A lawyer for relatives of passengers killed by two Boeing 737 Max crashes is urging new US attorney general Pam Bondi to get involved with negotiating a guilty plea by Boeing on charges that it defrauded the Federal Aviation Administration.

Attorney Paul Cassell sent a letter on 6 February to Bondi, urging that any new plea agreement recognise the people killed by the crashes in 2018 and 2019.

“The families would like to meet with you to discuss any new proposed plea with Boeing,” Cassell writes. “The families are looking for any plea deal the department might offer to Boeing to require Boeing to admit the truth: that its criminal conspiracy directly killed 346 people.”

Neither the DOJ nor Boeing responded to requests for comment.

ethiopian crash debris c Mulugeta Ayene_AP_Shutter

Source: Mulugeta Ayene, AP, Shutterstock

All 157 people aboard Ethiopian Airlines flight 302 were killed when the Boeing 737 Max 8 slammed into the ground shortly after take-off from Addis Ababa on 10 March 2019

Boeing and the DOJ had previously reached an agreement under which Boeing would plead guilty to the fraud charges. Cassell and other attorneys representing victims’ families criticised the DOJ for agreeing to a deal that did not mention victims.

In December, however, judge Reed O’Connor with US District Court for the Northern District of Texas threw out the plea agreement, citing concern about “diversity and inclusion”-related provisions.

Boeing and the DOJ have since said they are renegotiating a plea proposal.

In his letter, Cassell asks Bondi to take a new approach, “in contrast to the deceptive way that the previous administration was handling this case”.

The US Senate on 4 February confirmed Bondi as head of the DOJ.

Cassell urges speed from Bondi because judge O’Connor has given Boeing and the DOJ until 16 February to provide the court with a status update.

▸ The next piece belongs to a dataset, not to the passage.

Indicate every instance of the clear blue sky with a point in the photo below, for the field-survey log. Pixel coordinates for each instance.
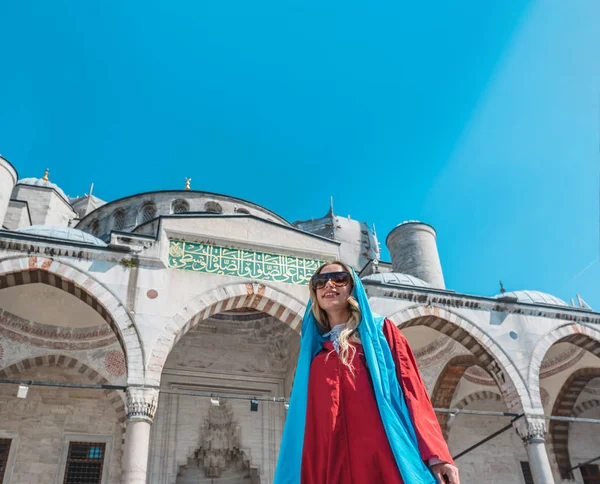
(481, 118)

“The families are concerned that, without your intervention, the Fraud Section may be preparing to propose a plea deal to judge O’Connor in which Boeing’s role in directly and proximately killing 346 victims is concealed,” Cassell writes. “If the new plea deal is like the old one, it will (offensively) take the position that Boeing’s crime did not have multiple victims.”